Ballet has also invited other Parisian venues to partake in this exciting exhibition including the Cinema L’Archipel, an alternative film movie house, and The Film Gallery, where one will see a collection of no wave flyers and Beth B’s seminal documentary, “Lydia Lunch: The War is Never Over.”
‘You can’t imagine the freedom’
The term “no wave” was first used as a tongue-in-cheek pun on the then-popular “New Wave” movement, but it quickly came to symbolize a form of resistance against being pigeonholed or categorized, allowing musicians and artists and filmmakers to have a greater freedom of expression.
“You can’t imagine the freedom that we had,” says filmmaker Scott B. “We’d take over buildings to have art shows. We dumped a car in the East River as a part of a film, and published photographs of it in The Soho Weekly News.”
But no wave was not just about creating something new, it was also a survival guide to the chaos of New York City in the 1970s nicknamed, “Fear City,”
It was a tough place. The city was bankrupt, the tenements were crumbling, the streets were dangerous and poorly lit, the Bronx was burning and the rats far outnumbered the people (some things don’t change). In this context, no wave was a commentary on the city’s dire situation, but also a beacon of hope, a movement that refused to be beaten down by the darkness.
By taking something that was broken and making it whole again, taking something that was dark and making it light, no wave created a new reality.

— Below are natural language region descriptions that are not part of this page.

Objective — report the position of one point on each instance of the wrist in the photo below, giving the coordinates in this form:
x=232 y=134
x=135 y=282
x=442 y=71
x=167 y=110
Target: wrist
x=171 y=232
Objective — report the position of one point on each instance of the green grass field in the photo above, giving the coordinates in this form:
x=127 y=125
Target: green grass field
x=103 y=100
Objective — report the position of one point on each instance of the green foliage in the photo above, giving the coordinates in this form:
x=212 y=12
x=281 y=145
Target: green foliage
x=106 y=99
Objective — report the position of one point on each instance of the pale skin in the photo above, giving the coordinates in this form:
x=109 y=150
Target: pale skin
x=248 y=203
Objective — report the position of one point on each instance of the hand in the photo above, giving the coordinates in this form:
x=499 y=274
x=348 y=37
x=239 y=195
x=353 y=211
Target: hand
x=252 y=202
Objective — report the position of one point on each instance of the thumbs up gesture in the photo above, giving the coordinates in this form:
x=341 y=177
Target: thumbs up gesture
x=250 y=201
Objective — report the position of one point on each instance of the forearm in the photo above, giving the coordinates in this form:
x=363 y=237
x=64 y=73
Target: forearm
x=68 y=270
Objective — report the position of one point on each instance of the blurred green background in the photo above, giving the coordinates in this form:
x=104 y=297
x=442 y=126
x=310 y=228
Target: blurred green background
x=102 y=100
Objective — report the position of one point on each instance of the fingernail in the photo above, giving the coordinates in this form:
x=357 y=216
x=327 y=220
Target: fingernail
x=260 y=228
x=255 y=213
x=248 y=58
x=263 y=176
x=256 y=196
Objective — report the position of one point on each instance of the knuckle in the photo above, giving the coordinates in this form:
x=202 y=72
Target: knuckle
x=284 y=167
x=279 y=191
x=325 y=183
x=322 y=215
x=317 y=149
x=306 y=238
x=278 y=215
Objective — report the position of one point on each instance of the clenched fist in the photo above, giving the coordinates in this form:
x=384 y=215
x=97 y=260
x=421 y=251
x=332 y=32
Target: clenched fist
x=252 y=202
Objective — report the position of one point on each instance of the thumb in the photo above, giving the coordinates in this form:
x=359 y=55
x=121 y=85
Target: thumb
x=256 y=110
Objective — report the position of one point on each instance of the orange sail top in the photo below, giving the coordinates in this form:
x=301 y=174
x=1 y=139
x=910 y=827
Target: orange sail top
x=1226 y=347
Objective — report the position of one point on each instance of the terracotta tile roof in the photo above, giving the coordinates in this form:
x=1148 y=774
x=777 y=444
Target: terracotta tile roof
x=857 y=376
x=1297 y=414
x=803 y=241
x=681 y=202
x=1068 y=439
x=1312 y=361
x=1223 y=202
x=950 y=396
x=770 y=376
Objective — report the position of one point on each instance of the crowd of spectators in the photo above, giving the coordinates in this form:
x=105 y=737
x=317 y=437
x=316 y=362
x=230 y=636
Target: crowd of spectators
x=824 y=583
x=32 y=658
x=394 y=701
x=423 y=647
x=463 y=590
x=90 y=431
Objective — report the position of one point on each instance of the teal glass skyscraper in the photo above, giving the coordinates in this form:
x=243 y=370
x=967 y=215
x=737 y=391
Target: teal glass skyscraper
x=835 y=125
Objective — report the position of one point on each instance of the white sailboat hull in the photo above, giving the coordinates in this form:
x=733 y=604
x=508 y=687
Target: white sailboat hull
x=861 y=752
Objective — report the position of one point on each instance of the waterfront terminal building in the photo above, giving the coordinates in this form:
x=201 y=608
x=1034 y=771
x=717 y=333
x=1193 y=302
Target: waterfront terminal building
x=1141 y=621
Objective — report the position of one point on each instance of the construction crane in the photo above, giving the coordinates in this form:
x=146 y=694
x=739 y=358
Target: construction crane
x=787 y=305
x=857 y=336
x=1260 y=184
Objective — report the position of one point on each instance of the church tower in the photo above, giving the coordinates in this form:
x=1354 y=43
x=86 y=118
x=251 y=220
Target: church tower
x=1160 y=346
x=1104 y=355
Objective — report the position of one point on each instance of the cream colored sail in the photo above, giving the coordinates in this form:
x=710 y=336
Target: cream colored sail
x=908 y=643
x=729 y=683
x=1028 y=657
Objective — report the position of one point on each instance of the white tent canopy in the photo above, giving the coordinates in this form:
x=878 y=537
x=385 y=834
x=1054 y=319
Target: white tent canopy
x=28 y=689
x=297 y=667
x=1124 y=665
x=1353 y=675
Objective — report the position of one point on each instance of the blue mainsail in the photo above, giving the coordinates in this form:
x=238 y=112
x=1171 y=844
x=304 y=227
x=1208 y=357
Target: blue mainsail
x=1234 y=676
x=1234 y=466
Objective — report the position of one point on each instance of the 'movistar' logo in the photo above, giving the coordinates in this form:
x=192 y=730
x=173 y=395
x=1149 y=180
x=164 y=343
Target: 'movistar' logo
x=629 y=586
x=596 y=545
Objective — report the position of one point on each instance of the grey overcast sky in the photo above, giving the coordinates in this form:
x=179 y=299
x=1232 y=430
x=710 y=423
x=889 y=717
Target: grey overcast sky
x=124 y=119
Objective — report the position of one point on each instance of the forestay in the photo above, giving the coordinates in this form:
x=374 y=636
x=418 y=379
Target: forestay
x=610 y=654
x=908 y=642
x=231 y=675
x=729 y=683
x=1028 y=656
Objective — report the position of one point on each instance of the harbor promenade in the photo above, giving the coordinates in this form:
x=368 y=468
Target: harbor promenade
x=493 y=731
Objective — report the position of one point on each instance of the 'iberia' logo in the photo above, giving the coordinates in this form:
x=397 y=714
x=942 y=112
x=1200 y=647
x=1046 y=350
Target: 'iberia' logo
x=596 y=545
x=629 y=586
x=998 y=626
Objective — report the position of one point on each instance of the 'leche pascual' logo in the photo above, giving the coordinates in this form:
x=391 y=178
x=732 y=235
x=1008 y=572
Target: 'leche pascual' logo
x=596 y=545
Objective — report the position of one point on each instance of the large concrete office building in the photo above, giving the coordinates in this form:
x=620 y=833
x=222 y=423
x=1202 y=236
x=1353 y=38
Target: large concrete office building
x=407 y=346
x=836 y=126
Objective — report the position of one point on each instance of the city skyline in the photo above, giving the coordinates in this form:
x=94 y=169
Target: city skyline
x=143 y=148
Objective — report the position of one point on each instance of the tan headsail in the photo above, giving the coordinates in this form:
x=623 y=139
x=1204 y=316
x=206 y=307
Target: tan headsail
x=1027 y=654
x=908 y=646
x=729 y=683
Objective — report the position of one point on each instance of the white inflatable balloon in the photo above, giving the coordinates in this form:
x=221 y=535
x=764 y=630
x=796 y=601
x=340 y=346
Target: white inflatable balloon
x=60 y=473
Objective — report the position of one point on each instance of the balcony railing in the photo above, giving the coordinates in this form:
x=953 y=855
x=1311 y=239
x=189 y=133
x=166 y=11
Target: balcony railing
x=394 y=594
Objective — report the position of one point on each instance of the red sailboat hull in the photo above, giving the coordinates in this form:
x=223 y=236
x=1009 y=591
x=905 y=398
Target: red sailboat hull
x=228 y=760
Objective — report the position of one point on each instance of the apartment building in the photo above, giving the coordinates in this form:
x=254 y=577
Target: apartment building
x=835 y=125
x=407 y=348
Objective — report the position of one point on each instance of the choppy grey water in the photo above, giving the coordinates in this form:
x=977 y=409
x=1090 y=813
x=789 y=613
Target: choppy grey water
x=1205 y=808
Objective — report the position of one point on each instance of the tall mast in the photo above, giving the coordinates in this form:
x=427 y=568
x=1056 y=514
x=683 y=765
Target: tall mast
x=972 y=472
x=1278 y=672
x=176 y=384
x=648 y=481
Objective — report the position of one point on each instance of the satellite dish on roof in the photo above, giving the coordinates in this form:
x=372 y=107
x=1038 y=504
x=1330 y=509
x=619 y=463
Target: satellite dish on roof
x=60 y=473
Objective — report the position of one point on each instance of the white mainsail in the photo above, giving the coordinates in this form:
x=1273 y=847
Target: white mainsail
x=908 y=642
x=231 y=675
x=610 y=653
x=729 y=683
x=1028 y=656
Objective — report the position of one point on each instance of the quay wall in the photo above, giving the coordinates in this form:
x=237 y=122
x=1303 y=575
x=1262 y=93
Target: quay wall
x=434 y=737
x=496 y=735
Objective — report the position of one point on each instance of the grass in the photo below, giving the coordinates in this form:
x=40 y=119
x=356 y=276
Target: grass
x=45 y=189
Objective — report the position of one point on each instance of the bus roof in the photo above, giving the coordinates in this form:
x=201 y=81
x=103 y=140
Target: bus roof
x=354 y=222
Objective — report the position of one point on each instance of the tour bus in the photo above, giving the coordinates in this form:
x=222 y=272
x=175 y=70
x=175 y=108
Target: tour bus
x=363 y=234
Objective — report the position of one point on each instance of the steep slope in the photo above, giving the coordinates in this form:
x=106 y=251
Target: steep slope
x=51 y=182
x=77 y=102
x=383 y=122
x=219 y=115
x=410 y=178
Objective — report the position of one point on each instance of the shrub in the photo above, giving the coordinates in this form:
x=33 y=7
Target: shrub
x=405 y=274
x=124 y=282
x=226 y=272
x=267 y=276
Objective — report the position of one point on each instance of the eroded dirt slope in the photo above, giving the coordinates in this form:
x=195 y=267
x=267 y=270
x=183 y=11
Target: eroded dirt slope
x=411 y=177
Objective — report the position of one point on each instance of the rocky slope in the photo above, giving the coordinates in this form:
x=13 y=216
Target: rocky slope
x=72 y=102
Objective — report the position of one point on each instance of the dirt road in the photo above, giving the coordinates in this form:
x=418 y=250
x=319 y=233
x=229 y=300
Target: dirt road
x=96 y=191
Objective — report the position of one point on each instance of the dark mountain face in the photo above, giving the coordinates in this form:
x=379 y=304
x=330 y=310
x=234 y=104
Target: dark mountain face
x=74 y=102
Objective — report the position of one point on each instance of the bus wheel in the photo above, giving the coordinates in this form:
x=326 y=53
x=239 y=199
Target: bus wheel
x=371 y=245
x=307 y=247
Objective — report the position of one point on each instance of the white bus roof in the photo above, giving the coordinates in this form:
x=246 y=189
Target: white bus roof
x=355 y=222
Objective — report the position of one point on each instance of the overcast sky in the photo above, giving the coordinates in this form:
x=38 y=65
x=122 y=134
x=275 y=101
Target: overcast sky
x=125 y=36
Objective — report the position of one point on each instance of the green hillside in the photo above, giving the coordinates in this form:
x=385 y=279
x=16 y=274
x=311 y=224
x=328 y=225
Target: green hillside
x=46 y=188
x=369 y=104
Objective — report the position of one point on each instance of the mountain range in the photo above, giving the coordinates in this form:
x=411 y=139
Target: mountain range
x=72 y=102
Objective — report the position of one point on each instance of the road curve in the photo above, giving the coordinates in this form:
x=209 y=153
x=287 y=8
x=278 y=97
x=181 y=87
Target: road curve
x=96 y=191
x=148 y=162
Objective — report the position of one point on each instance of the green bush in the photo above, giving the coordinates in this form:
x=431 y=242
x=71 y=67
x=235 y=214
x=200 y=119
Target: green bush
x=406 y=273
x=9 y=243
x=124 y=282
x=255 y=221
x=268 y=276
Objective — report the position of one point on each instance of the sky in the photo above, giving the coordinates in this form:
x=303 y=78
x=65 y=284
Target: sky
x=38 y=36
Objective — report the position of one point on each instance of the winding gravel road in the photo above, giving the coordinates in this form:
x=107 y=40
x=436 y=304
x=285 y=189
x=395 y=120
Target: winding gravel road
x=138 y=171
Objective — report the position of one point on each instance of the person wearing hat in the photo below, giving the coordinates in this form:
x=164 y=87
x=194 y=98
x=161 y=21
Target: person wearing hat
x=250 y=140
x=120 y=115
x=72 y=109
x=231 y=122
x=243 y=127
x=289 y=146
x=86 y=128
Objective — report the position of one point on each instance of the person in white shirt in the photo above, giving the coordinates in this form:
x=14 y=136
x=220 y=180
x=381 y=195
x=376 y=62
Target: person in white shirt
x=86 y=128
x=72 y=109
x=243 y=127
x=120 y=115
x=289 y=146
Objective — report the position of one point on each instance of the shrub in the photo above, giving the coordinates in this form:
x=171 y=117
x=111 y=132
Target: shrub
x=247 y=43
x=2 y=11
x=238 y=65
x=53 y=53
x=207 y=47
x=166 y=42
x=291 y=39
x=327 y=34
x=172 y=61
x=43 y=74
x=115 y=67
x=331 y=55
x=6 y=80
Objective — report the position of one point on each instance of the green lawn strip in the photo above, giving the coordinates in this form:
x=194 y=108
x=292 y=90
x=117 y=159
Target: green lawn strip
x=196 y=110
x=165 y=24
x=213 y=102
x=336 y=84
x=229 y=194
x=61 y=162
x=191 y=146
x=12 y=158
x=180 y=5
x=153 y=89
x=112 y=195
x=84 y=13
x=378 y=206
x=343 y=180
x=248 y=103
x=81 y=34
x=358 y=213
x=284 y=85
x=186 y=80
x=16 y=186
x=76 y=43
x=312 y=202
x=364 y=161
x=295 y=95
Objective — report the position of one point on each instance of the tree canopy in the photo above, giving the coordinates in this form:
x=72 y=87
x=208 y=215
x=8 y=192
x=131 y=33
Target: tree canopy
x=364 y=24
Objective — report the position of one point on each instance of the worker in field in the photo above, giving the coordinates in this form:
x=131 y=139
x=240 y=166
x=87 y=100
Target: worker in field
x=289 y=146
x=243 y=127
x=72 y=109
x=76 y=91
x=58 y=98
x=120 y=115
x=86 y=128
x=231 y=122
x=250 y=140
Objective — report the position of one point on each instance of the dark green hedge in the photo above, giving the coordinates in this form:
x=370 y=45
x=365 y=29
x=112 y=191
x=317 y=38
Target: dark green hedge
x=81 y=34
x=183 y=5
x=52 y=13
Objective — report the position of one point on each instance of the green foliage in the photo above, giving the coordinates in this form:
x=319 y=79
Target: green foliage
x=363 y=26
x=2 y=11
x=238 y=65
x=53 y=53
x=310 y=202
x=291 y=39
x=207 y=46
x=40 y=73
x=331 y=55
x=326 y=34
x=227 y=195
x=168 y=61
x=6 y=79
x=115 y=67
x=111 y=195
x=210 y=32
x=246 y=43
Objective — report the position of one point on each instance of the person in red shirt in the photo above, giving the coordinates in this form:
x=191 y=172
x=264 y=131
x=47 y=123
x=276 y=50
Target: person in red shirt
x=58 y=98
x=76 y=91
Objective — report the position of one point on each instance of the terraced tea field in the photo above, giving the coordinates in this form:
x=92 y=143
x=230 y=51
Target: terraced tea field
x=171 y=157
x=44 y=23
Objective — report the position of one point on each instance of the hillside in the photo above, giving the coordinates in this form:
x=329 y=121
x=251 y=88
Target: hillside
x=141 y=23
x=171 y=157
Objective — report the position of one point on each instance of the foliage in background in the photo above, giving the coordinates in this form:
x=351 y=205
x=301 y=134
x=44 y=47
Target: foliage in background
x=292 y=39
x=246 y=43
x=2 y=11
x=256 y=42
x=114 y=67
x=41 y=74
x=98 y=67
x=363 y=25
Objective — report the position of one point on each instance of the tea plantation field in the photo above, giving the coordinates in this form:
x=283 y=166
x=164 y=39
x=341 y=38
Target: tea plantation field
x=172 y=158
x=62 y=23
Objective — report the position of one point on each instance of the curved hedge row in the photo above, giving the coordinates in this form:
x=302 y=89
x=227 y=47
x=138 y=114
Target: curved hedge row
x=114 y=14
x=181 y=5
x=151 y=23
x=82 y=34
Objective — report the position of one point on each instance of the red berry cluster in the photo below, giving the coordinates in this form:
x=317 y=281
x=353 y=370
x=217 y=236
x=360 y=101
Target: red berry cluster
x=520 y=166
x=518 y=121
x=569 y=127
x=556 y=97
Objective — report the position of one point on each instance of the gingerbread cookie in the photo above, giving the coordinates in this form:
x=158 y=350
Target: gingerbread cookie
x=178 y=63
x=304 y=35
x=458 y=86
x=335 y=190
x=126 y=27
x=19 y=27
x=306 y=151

But how did this brief movement create such a lasting impression? Perhaps the answer lies in the single word: “no.” A word that could hardly be smaller, yet, like the no wave movement itself, it is a symbol of all the possibilities in rejection of the tropes of punk, from which it sprang.
“I remember seeing people like Patti Smith and the Ramones, who could barely play their instrument, getting up on stage and performing,” recalls Rhys Chatham. “It freed us to perform an instrument without needing 10 years of studying the instrument before you could play in a technical way.”
In other words, no wave showed that art could be raw, unpredictable, and even a bit dangerous. So dangerous, in fact, that, as Chatham tells it, when he and his group performed in such clubs as CBGB, the audience would throw beer cans. “And that was if they liked the music.”
While it’s true that no wave was largely unknown outside of the New York art and music scenes, it will forever be remembered as a pivotal moment in musical history. “Without no wave,” says Chatham, “we wouldn’t have indie rock and bands like Nirvana.”
But it wasn’t just about the sound, no wave also had a significant influence on independent film, fashion and the visual arts, from the work of designers like Vivienne Westwood and Comme des Garcons — who incorporated unconventional materials, bold patterns and unconventional silhouettes into their designs — to the independent films of Beth B.
“Films by Eric Mitchell and Vivienne Dick testified to the existence of a no wave cinema, which emerged in New York clubs and screening rooms such as the Millennium Film Workshop, The Collective For Living Cinema and the Bleecker Street Cinema, showing works by Amos Poe, James Nares, Beth B. and Scott B.,” says Ballet.
It was a movement that rejected the idea that art had to be beautiful or polished. Through its bold, often abrasive, experimentation, and fearless subversion of norms, no wave shattered the boundaries of what was deemed acceptable in popular culture and art, thus forging a path of its own and defining a new standard of artistic expression.
Or, as The New York Times put it: “Despite its brief, blippy existence, no wave has had a broad and continued influence on noisy New York bands, from Sonic Youth and Pussy Galore in the 1980s to current groups like the Yeah Yeah Yeahs and the Liars.”
The Pompidou Center’s killer exhibition offers visitors a chance to get up close and personal with the artists, musicians, and filmmakers who defined the movement. The Center’s dynamic and engaging setting is the perfect venue for soaking up the brilliance of an artistic movement that just won’t die.